Archive for the ‘Writing’ Category

NY Times Article on stylistic ruts

Friday, October 5th, 2012

I commend to you this article, which appeared last Sunday (Sep. 30, 2012) in the New York Times.

Escaping One’s Own Shadow

It makes an interesting point about how one’s writing is affected by one’s half-conscious mind-set and suggests ways to escape the stylistic ruts one can get into.  Speaking as a Ph.D. psychologist, I find the reverent psychobabble about priming to be a bit over the top, but priming does happen, so I guess I shouldn’t complain more than I just did.  So, I won’t.

On Finishing Jeffrey Eugenides’s The Marriage Plot

Thursday, March 15th, 2012

I don’t agree with Emperor Joseph II that Mozart’s Marriage of Figaro had “too many notes,”  but I do think that Jeffrey Eugenides’s The Marriage Plot had too many words.  The extra words aren’t evenly distributed.  They seem to have piled up in the middle third of the book: starting with the initial descriptions of Leonard’s manic depressive psychosis and continuing through the strangely unmoving descriptions of Mitchell’s experiences as a volunteer in Mother Teresa’s Home for the Dying in India.  I just didn’t care.

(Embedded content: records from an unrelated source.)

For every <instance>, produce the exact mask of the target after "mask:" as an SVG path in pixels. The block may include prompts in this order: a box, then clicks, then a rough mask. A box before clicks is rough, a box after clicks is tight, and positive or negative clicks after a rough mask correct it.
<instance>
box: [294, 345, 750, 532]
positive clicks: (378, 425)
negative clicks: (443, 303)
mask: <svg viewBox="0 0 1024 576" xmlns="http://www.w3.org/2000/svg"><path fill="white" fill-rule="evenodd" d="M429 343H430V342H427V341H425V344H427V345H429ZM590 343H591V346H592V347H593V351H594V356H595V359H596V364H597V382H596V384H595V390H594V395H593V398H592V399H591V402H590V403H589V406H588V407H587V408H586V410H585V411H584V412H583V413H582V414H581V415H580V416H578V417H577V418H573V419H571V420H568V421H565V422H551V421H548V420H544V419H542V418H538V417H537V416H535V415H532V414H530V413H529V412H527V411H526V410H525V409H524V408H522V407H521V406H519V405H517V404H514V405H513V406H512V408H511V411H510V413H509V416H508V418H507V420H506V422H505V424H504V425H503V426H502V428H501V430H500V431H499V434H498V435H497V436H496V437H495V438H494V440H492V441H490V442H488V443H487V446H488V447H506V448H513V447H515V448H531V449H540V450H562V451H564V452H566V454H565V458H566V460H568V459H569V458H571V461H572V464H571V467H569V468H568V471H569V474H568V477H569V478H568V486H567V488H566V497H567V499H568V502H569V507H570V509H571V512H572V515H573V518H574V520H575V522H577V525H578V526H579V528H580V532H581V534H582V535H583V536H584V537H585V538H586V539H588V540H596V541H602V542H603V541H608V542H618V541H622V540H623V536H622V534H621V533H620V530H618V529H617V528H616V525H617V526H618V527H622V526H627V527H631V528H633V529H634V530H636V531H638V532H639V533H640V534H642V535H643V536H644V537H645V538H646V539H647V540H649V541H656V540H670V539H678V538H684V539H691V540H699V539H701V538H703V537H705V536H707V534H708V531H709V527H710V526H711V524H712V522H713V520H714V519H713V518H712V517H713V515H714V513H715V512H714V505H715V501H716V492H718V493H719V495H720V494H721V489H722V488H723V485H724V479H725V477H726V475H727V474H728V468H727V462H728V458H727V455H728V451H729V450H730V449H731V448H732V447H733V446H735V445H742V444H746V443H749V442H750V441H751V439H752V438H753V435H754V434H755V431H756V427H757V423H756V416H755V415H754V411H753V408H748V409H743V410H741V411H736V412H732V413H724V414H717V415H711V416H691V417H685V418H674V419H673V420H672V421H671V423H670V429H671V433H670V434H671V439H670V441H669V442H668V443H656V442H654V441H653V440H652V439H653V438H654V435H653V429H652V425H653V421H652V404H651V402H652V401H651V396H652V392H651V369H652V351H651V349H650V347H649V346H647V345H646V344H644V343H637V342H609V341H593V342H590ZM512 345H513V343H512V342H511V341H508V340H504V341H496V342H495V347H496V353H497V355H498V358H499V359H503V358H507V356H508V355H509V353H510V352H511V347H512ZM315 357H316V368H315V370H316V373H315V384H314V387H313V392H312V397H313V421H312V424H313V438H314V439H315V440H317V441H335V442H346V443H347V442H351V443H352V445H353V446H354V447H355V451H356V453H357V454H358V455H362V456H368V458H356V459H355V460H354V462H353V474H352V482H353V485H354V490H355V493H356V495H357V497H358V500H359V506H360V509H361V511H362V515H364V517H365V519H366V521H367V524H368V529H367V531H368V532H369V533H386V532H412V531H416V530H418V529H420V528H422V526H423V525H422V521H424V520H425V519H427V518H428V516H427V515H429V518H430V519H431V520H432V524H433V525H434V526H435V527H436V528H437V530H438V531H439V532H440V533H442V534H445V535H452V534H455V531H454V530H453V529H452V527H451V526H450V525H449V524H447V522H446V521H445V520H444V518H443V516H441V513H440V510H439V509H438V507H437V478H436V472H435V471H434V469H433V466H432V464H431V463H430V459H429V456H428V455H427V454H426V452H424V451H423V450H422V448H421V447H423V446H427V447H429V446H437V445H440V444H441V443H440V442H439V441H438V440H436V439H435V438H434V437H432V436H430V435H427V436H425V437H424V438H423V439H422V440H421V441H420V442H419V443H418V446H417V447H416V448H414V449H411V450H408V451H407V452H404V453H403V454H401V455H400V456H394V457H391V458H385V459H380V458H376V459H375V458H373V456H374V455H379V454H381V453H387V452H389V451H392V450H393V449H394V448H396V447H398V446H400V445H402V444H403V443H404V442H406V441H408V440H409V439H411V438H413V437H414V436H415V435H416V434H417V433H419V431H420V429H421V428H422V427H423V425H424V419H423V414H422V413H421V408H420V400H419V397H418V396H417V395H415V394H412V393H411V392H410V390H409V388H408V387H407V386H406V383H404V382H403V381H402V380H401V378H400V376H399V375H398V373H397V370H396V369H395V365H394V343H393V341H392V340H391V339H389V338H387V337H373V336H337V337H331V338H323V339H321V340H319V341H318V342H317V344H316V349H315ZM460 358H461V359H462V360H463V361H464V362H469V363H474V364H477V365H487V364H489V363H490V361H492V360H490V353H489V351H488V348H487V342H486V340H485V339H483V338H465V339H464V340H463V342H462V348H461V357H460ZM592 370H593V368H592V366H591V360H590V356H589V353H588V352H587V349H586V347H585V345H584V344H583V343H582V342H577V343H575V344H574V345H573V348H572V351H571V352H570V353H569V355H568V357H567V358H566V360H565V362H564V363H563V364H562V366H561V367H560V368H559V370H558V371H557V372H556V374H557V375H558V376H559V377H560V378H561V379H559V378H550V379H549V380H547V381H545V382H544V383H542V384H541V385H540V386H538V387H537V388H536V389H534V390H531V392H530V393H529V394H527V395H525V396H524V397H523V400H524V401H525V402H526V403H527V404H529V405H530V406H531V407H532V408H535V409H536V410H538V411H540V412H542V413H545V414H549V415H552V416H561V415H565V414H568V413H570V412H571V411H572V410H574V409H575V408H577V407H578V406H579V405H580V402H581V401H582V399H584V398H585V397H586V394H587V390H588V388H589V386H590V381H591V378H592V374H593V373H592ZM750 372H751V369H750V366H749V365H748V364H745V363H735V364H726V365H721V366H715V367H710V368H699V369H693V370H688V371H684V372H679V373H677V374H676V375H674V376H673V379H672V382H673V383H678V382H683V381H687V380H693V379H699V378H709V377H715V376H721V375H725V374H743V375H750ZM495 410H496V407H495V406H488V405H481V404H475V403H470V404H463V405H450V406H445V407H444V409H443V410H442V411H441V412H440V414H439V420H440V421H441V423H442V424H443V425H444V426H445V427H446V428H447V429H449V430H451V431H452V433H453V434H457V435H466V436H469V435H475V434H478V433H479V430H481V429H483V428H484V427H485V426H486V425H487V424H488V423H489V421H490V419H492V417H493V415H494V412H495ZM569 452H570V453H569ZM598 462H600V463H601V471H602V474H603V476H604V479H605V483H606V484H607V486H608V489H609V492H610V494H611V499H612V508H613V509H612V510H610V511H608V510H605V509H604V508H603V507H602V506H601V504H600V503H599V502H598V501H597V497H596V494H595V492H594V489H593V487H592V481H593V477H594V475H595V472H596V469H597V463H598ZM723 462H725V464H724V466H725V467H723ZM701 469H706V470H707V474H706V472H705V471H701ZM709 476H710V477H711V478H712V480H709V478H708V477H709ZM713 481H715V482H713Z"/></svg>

I enjoyed the last 80 or so pages (the last 20% of the book)–the two final chapters in which 1) Leonard and Madeleine get married, honeymoon, and melt down; and 2) Madeleine and Mitchell do the right thing and don’t even think about getting married after all.  Thank goodness for small favors.  I couldn’t have dealt with an ending that saddled Madeleine with Mitchell.   Eeeeeew.

The actual ending–the author’s summing up of the plot through Madeleine and Mitchell’s final conversation–is a bit much, although it is pleasantly self-referential.  It didn’t make me smile, exactly, but the corners of my mouth did turn up a little bit.